Paradoxically, the need to adapt to changes in legal practice may require a stronger theoretical understanding of law in legal education. That is, the right theorisation of law; one that is not a mere abstraction from legal practice, but that genuinely engages with the institutions and processes that shape that practice beyond simply the textual legal materials. It is only by truly understanding the “mechanics” of law that students will be able to make sense of and adapt to the constant changes in the law and the different legal contexts and cultures in which they will be required to practise it. Even from a purely advocacy perspective, the move from systematising to understanding the law is much more effective for the purposes of constructing different possible legal narratives that can be successfully put forward before courts and other legally relevant actors.
The changes in the law must be reflected in changes in the teaching of the law: its curricula, with new courses and skills, but also its methods and pedagogical approaches. However, they must remain legal. Simply adding to the study of doctrinal law the study of other legally relevant social disciplines may do more harm than good if the right link is not established with the law. The focus should always be on law and the departure point must be the existing legal sources. That is the point beautifully conveyed by Joseph Weiler’s term of “Total Law”. Those things are relevant to the extent they illuminate legal issues, improve our advocacy and make us better lawyers. If they do, then they are part of the law. It is those that are not taking them into account that are leaving out of legal teaching certain aspects of the law.
It is this enormous challenge that we embrace at the Católica Global School of Law. For that, we employ a stellar international faculty committed to this understanding of the law and legal education. That is not enough, however. In order to be successful, such teaching should take place in a truly European and international community of learning also committed to that goal.
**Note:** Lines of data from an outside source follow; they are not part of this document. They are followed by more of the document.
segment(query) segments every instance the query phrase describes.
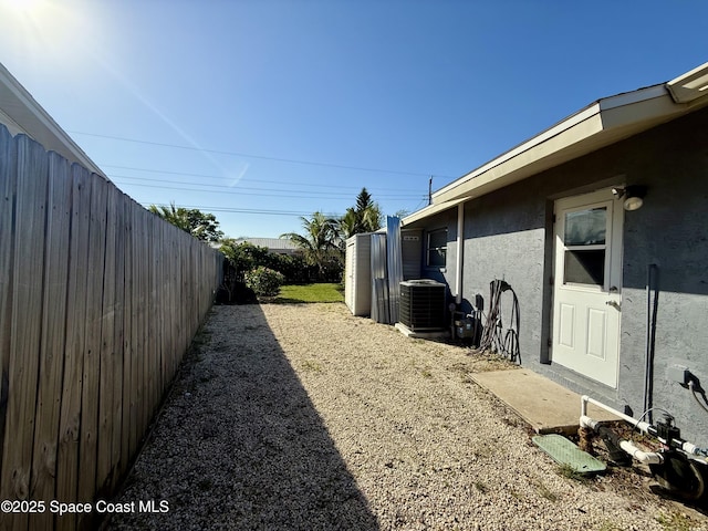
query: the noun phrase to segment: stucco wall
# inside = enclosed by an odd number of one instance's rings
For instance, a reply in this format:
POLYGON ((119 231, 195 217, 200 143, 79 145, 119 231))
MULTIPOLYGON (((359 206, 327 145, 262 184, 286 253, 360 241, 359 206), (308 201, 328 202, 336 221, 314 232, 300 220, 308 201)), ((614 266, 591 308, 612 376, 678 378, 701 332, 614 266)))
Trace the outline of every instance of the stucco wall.
MULTIPOLYGON (((448 223, 446 280, 455 290, 457 209, 430 220, 448 223)), ((708 111, 564 164, 465 204, 464 309, 489 283, 506 280, 519 298, 522 363, 615 407, 644 408, 647 266, 658 267, 654 406, 676 417, 683 435, 708 446, 708 414, 689 391, 667 381, 687 366, 708 389, 708 111), (612 389, 554 365, 549 352, 554 199, 617 184, 646 185, 645 205, 625 212, 620 384, 612 389)), ((503 304, 503 303, 502 303, 503 304)), ((504 306, 508 321, 511 308, 504 306)))

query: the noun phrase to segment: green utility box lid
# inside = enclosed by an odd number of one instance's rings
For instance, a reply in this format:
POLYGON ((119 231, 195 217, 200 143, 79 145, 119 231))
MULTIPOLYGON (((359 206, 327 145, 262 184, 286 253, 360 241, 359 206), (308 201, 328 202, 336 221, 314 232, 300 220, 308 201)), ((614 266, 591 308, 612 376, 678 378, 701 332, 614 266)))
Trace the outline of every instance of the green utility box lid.
POLYGON ((551 456, 555 462, 568 465, 576 472, 596 473, 607 468, 604 462, 581 450, 577 445, 562 435, 537 435, 532 440, 534 445, 551 456))

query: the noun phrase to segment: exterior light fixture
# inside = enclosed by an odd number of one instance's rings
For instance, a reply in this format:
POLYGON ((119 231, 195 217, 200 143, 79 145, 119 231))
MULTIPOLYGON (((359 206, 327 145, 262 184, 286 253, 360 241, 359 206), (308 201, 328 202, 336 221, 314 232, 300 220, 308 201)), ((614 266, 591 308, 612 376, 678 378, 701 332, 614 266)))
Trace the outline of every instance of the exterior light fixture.
POLYGON ((644 205, 644 196, 646 196, 646 186, 627 186, 625 188, 613 188, 612 195, 616 199, 623 199, 623 207, 627 211, 638 210, 644 205))

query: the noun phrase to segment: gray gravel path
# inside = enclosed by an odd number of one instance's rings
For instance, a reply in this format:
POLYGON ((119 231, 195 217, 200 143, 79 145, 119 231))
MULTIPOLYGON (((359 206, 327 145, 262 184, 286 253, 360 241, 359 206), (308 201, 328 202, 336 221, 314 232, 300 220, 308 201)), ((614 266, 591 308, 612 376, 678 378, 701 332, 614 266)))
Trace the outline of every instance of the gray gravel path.
POLYGON ((215 306, 116 500, 168 511, 108 529, 708 530, 639 473, 560 473, 469 377, 503 367, 343 304, 215 306))

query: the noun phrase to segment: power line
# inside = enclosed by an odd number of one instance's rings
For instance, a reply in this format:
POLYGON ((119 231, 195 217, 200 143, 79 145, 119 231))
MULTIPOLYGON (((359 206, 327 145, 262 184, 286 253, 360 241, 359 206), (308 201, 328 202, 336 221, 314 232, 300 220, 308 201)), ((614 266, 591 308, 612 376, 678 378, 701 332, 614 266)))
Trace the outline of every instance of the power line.
MULTIPOLYGON (((142 202, 144 207, 149 207, 152 205, 156 205, 154 202, 142 202)), ((160 206, 159 204, 157 204, 160 206)), ((256 215, 267 215, 267 216, 294 216, 294 217, 308 217, 312 216, 312 212, 296 212, 292 210, 267 210, 267 209, 258 209, 258 208, 231 208, 231 207, 205 207, 205 206, 195 206, 195 205, 175 205, 176 208, 196 208, 198 210, 205 212, 227 212, 227 214, 256 214, 256 215)), ((326 214, 325 216, 335 217, 337 214, 326 214)))
MULTIPOLYGON (((145 188, 159 188, 163 190, 179 190, 179 191, 201 191, 205 194, 228 194, 228 195, 238 195, 238 196, 260 196, 260 197, 288 197, 288 198, 296 198, 296 199, 346 199, 350 196, 348 195, 331 195, 330 197, 312 197, 312 196, 302 196, 302 195, 298 195, 298 194, 292 194, 292 192, 285 192, 285 194, 257 194, 257 192, 252 192, 252 191, 240 191, 240 190, 235 190, 235 189, 219 189, 219 190, 205 190, 205 189, 200 189, 200 188, 184 188, 184 187, 177 187, 177 186, 162 186, 162 185, 146 185, 143 183, 119 183, 114 180, 113 181, 116 185, 122 185, 122 186, 142 186, 145 188)), ((216 186, 216 185, 200 185, 200 186, 216 186)), ((225 188, 225 187, 219 187, 219 188, 225 188)), ((282 191, 287 191, 287 190, 282 190, 282 191)), ((419 197, 419 196, 415 196, 415 197, 419 197)))
MULTIPOLYGON (((101 168, 118 168, 118 169, 132 169, 135 171, 146 171, 146 173, 152 173, 152 174, 165 174, 165 175, 183 175, 186 177, 200 177, 200 178, 205 178, 205 179, 225 179, 228 178, 223 175, 209 175, 209 174, 194 174, 194 173, 187 173, 187 171, 170 171, 170 170, 165 170, 165 169, 154 169, 154 168, 137 168, 134 166, 116 166, 116 165, 111 165, 111 164, 101 164, 100 165, 101 168)), ((126 177, 126 176, 117 176, 117 175, 113 175, 113 174, 108 174, 110 177, 126 177)), ((131 177, 131 178, 136 178, 136 177, 131 177)), ((250 181, 251 179, 244 178, 242 179, 242 181, 250 181)), ((268 180, 268 179, 258 179, 259 184, 269 184, 269 185, 291 185, 291 186, 310 186, 310 187, 316 187, 316 188, 335 188, 335 189, 342 189, 342 190, 361 190, 362 187, 361 186, 340 186, 340 185, 323 185, 320 183, 316 184, 312 184, 312 183, 293 183, 290 180, 268 180)), ((395 191, 395 190, 399 190, 400 188, 369 188, 366 187, 367 190, 369 190, 369 192, 372 190, 376 191, 376 190, 386 190, 386 191, 395 191)))
MULTIPOLYGON (((393 169, 366 168, 366 167, 362 167, 362 166, 347 166, 347 165, 344 165, 344 164, 321 163, 321 162, 314 162, 314 160, 298 160, 298 159, 294 159, 294 158, 269 157, 269 156, 264 156, 264 155, 253 155, 253 154, 243 153, 243 152, 227 152, 227 150, 220 150, 220 149, 207 149, 207 148, 195 147, 195 146, 183 146, 183 145, 178 145, 178 144, 167 144, 167 143, 162 143, 162 142, 138 140, 136 138, 126 138, 126 137, 123 137, 123 136, 112 136, 112 135, 100 135, 100 134, 96 134, 96 133, 84 133, 84 132, 81 132, 81 131, 67 131, 67 133, 71 133, 72 135, 84 135, 84 136, 92 136, 92 137, 96 137, 96 138, 108 138, 108 139, 112 139, 112 140, 131 142, 131 143, 134 143, 134 144, 145 144, 145 145, 149 145, 149 146, 170 147, 170 148, 174 148, 174 149, 186 149, 186 150, 190 150, 190 152, 211 153, 211 154, 217 154, 217 155, 230 155, 230 156, 236 156, 236 157, 256 158, 256 159, 260 159, 260 160, 273 160, 273 162, 277 162, 277 163, 302 164, 302 165, 308 165, 308 166, 322 166, 322 167, 326 167, 326 168, 354 169, 354 170, 357 170, 357 171, 372 171, 372 173, 377 173, 377 174, 414 175, 414 176, 425 176, 425 177, 429 177, 430 176, 430 173, 400 171, 400 170, 393 170, 393 169)), ((447 176, 445 176, 445 177, 447 177, 447 176)))
MULTIPOLYGON (((144 177, 132 177, 128 175, 112 175, 111 179, 114 183, 117 183, 115 179, 139 179, 140 181, 150 181, 150 183, 169 183, 170 185, 195 185, 195 186, 206 186, 209 188, 218 188, 218 189, 226 189, 226 190, 232 190, 232 191, 237 191, 237 190, 258 190, 258 191, 268 191, 269 194, 248 194, 248 192, 243 192, 243 195, 263 195, 263 196, 275 196, 275 197, 283 197, 283 196, 278 196, 278 194, 273 194, 273 192, 285 192, 285 194, 302 194, 303 190, 288 190, 288 189, 279 189, 279 188, 259 188, 259 187, 251 187, 251 186, 226 186, 226 185, 209 185, 209 184, 204 184, 204 183, 185 183, 185 181, 175 181, 175 180, 166 180, 166 179, 146 179, 144 177)), ((140 186, 139 183, 123 183, 125 185, 137 185, 140 186)), ((147 186, 147 185, 145 185, 147 186)), ((163 186, 160 188, 165 188, 165 189, 181 189, 181 188, 173 188, 170 186, 163 186)), ((195 189, 195 191, 211 191, 211 190, 198 190, 195 189)), ((308 194, 316 194, 323 197, 331 197, 333 199, 346 199, 348 197, 351 197, 348 194, 335 194, 332 191, 319 191, 319 190, 311 190, 311 191, 306 191, 308 194)), ((295 197, 295 196, 285 196, 285 197, 295 197)), ((298 196, 298 197, 310 197, 310 196, 298 196)), ((396 199, 418 199, 420 197, 420 194, 384 194, 384 195, 378 195, 377 197, 385 197, 385 198, 396 198, 396 199)))

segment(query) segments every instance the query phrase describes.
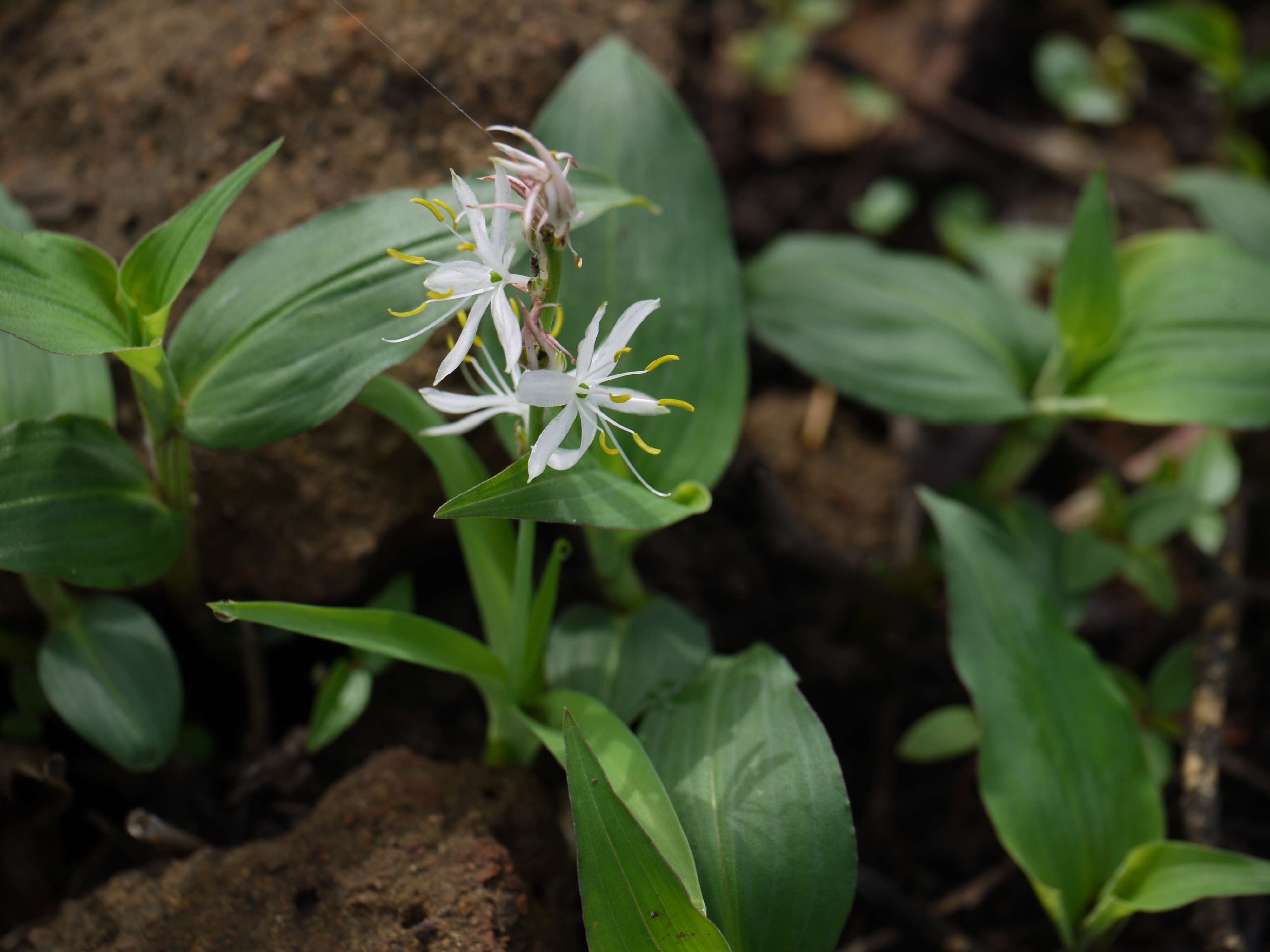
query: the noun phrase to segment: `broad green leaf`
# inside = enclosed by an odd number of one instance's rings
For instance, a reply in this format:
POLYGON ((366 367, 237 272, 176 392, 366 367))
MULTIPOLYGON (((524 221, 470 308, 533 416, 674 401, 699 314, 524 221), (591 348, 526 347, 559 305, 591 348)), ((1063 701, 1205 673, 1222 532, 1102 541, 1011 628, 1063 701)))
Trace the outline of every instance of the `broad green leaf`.
MULTIPOLYGON (((683 835, 683 826, 671 806, 662 778, 657 776, 657 768, 648 759, 639 737, 603 703, 577 691, 552 691, 542 696, 537 707, 547 724, 555 724, 568 710, 585 729, 591 749, 603 765, 613 792, 669 863, 692 905, 705 913, 688 838, 683 835)), ((531 726, 560 765, 568 768, 560 731, 538 722, 531 722, 531 726)))
POLYGON ((1096 171, 1081 194, 1050 301, 1073 378, 1106 355, 1120 330, 1114 232, 1106 173, 1096 171))
POLYGON ((30 213, 13 201, 4 185, 0 185, 0 228, 8 228, 19 235, 36 230, 36 222, 30 220, 30 213))
POLYGON ((1220 169, 1182 169, 1170 179, 1168 192, 1190 202, 1205 227, 1270 261, 1270 185, 1265 182, 1220 169))
POLYGON ((335 661, 318 689, 318 697, 314 698, 305 750, 316 754, 357 724, 357 718, 371 702, 373 682, 375 675, 352 664, 347 658, 335 661))
POLYGON ((1002 533, 928 490, 922 501, 944 546, 952 663, 983 731, 984 806, 1071 944, 1124 856, 1165 831, 1138 726, 1002 533))
POLYGON ((469 678, 507 680, 503 663, 470 635, 384 608, 321 608, 291 602, 211 602, 224 622, 259 622, 469 678))
MULTIPOLYGON (((654 486, 657 482, 653 484, 654 486)), ((528 482, 528 456, 437 510, 438 519, 536 519, 602 529, 662 529, 710 508, 710 490, 681 482, 669 498, 649 493, 584 456, 572 468, 549 468, 528 482)))
MULTIPOLYGON (((444 423, 444 418, 400 381, 375 377, 358 401, 410 434, 437 467, 447 496, 457 496, 489 479, 485 465, 462 437, 420 435, 420 430, 444 423)), ((485 637, 502 650, 499 646, 512 626, 512 569, 516 564, 512 528, 502 519, 461 519, 455 529, 485 637)))
POLYGON ((180 732, 180 671, 142 608, 89 599, 53 625, 37 666, 53 710, 121 767, 154 770, 168 759, 180 732))
POLYGON ((157 579, 185 520, 100 420, 55 416, 0 430, 0 567, 90 588, 157 579))
POLYGON ((1026 416, 1053 339, 1036 308, 956 265, 864 239, 787 235, 745 268, 756 336, 817 380, 930 423, 1026 416))
POLYGON ((535 133, 662 209, 616 211, 574 234, 583 268, 570 265, 564 277, 561 343, 574 350, 605 301, 618 315, 635 301, 660 298, 631 339, 630 359, 643 366, 677 354, 678 363, 659 367, 640 388, 685 400, 696 413, 640 420, 640 435, 662 448, 640 461, 640 471, 662 490, 683 480, 712 485, 740 432, 745 325, 723 185, 701 133, 653 67, 616 37, 573 67, 535 133))
POLYGON ((1242 72, 1243 30, 1231 8, 1215 0, 1137 4, 1120 10, 1120 29, 1194 60, 1223 85, 1242 72))
POLYGON ((1158 840, 1134 849, 1085 919, 1092 941, 1134 913, 1166 913, 1200 899, 1270 892, 1270 862, 1194 843, 1158 840))
POLYGON ((114 261, 70 235, 0 230, 0 330, 58 354, 132 344, 114 261))
POLYGON ((899 739, 895 753, 902 760, 931 763, 951 760, 979 746, 979 721, 965 704, 937 707, 919 717, 899 739))
POLYGON ((709 654, 706 626, 669 598, 654 595, 630 614, 574 605, 551 630, 547 684, 597 697, 629 724, 678 691, 709 654))
POLYGON ((772 649, 715 656, 640 725, 737 952, 829 952, 856 887, 842 770, 772 649))
POLYGON ((997 291, 1024 301, 1058 267, 1067 246, 1067 231, 1053 225, 996 223, 988 197, 973 187, 941 197, 933 220, 950 254, 973 264, 997 291))
POLYGON ((1074 122, 1115 126, 1129 118, 1129 99, 1102 83, 1092 51, 1068 33, 1043 37, 1033 51, 1036 88, 1074 122))
POLYGON ((1182 638, 1151 669, 1148 694, 1157 713, 1181 713, 1195 689, 1195 640, 1182 638))
MULTIPOLYGON (((262 149, 141 239, 123 259, 119 284, 142 320, 171 307, 203 259, 221 217, 281 145, 278 138, 262 149)), ((163 336, 164 322, 165 317, 150 327, 154 336, 163 336)))
POLYGON ((114 425, 114 385, 105 358, 52 354, 0 334, 0 428, 58 414, 114 425))
POLYGON ((1165 231, 1120 253, 1124 335, 1076 390, 1130 423, 1270 424, 1270 263, 1217 235, 1165 231))
POLYGON ((564 713, 565 770, 591 952, 728 952, 719 929, 613 792, 578 722, 564 713))

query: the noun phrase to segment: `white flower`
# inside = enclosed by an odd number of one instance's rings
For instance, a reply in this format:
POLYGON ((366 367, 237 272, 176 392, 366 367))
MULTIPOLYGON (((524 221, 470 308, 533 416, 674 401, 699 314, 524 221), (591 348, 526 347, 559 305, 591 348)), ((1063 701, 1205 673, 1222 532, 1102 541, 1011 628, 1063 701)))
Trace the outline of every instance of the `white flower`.
POLYGON ((582 458, 582 454, 591 448, 598 430, 601 449, 610 456, 621 454, 631 472, 635 473, 635 479, 643 482, 644 487, 649 491, 657 493, 659 496, 671 495, 669 493, 660 493, 653 489, 639 475, 639 471, 631 465, 631 461, 613 435, 612 428, 616 426, 620 430, 630 433, 635 439, 635 444, 645 453, 657 456, 662 451, 648 446, 635 430, 617 423, 606 413, 606 410, 617 410, 639 416, 657 416, 671 413, 669 407, 672 406, 679 406, 688 411, 692 410, 692 406, 682 400, 658 400, 638 390, 608 386, 615 380, 648 373, 667 360, 679 359, 673 354, 668 354, 653 360, 643 371, 613 373, 621 355, 630 352, 626 343, 631 339, 631 335, 644 322, 644 319, 660 307, 660 305, 659 300, 636 301, 617 319, 617 324, 613 325, 605 343, 597 348, 596 339, 599 335, 599 321, 603 319, 607 307, 607 305, 602 305, 596 311, 596 316, 592 317, 587 327, 587 335, 578 345, 578 362, 572 372, 527 371, 521 376, 521 381, 516 387, 516 395, 522 402, 531 406, 564 407, 551 423, 542 428, 542 434, 530 451, 530 480, 540 476, 547 466, 552 470, 568 470, 577 463, 582 458), (574 420, 578 419, 582 420, 582 439, 578 448, 561 449, 560 444, 573 429, 574 420), (606 442, 606 435, 612 442, 612 447, 606 442))
POLYGON ((437 265, 437 269, 423 282, 423 286, 428 288, 428 300, 413 311, 404 314, 390 311, 389 314, 395 317, 413 317, 417 314, 422 314, 428 305, 437 301, 452 302, 453 307, 413 334, 389 340, 387 343, 400 344, 404 340, 410 340, 428 333, 438 324, 450 320, 455 311, 464 306, 464 302, 469 302, 467 324, 464 326, 462 334, 458 335, 458 343, 446 355, 446 359, 441 362, 433 383, 439 383, 453 373, 464 358, 467 357, 467 352, 471 350, 472 340, 476 338, 476 331, 480 330, 480 322, 486 310, 494 315, 494 329, 498 333, 499 343, 503 345, 503 353, 507 358, 505 369, 511 372, 519 358, 522 344, 521 325, 516 317, 516 312, 512 310, 512 305, 507 300, 507 289, 511 287, 525 291, 530 283, 528 277, 512 274, 512 261, 516 259, 516 242, 507 239, 507 221, 511 217, 508 207, 512 197, 512 187, 507 173, 503 169, 494 170, 494 213, 488 230, 485 226, 485 215, 480 211, 483 206, 478 204, 476 194, 471 190, 471 187, 458 178, 453 170, 450 174, 453 179, 455 198, 462 208, 458 215, 455 215, 450 206, 443 202, 425 198, 413 198, 410 201, 428 208, 443 225, 447 225, 446 217, 441 213, 439 208, 448 212, 451 222, 447 227, 453 232, 455 237, 460 239, 458 250, 472 251, 478 260, 432 261, 427 258, 405 255, 389 249, 390 255, 406 264, 437 265), (471 230, 471 241, 465 241, 457 230, 458 221, 465 216, 471 230))
POLYGON ((565 178, 569 174, 569 166, 577 165, 573 156, 568 152, 552 152, 532 133, 516 126, 490 126, 489 131, 509 132, 518 136, 537 152, 537 156, 532 156, 519 149, 504 146, 502 142, 494 143, 505 156, 495 159, 494 164, 512 174, 512 188, 525 199, 521 220, 526 244, 532 248, 535 242, 531 236, 541 237, 545 226, 551 227, 558 241, 568 241, 569 228, 574 222, 582 221, 578 197, 565 178), (561 161, 564 162, 563 169, 560 168, 561 161))
MULTIPOLYGON (((461 317, 462 315, 460 315, 461 317)), ((464 325, 464 330, 470 325, 471 320, 469 319, 464 325)), ((485 390, 486 392, 478 395, 451 393, 436 387, 424 387, 419 391, 419 395, 433 410, 439 410, 443 414, 464 414, 464 416, 453 423, 428 426, 422 430, 422 435, 448 437, 456 433, 467 433, 499 414, 519 416, 521 421, 528 426, 530 406, 528 404, 522 404, 516 396, 516 385, 521 381, 521 367, 512 364, 512 380, 508 382, 503 373, 494 366, 494 360, 490 358, 489 350, 485 349, 481 339, 474 335, 474 341, 479 357, 467 357, 465 363, 476 372, 480 385, 471 377, 469 377, 469 382, 472 385, 472 390, 485 390), (481 367, 481 358, 485 360, 485 368, 481 367), (485 372, 486 368, 489 373, 485 372)), ((466 373, 466 369, 464 372, 466 373)))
That is what we expect of students and that is why we believe you chose us.
There is much to be done at the Católica Global School of Law, but we have the right foundations: a faculty and student body, diverse and of high quality, committed to a different way of teaching and learning the law.
Miguel Poiares Maduro
Católica Global School of Law
 See Lawrence Friedman, “Lawyers in Cross-Cultural Perspective”, in Richard L. Abel and Philip S.C. Lewis (eds.), Lawyers in Society: Comparative Theories, Beard Books, 2989, p. 8.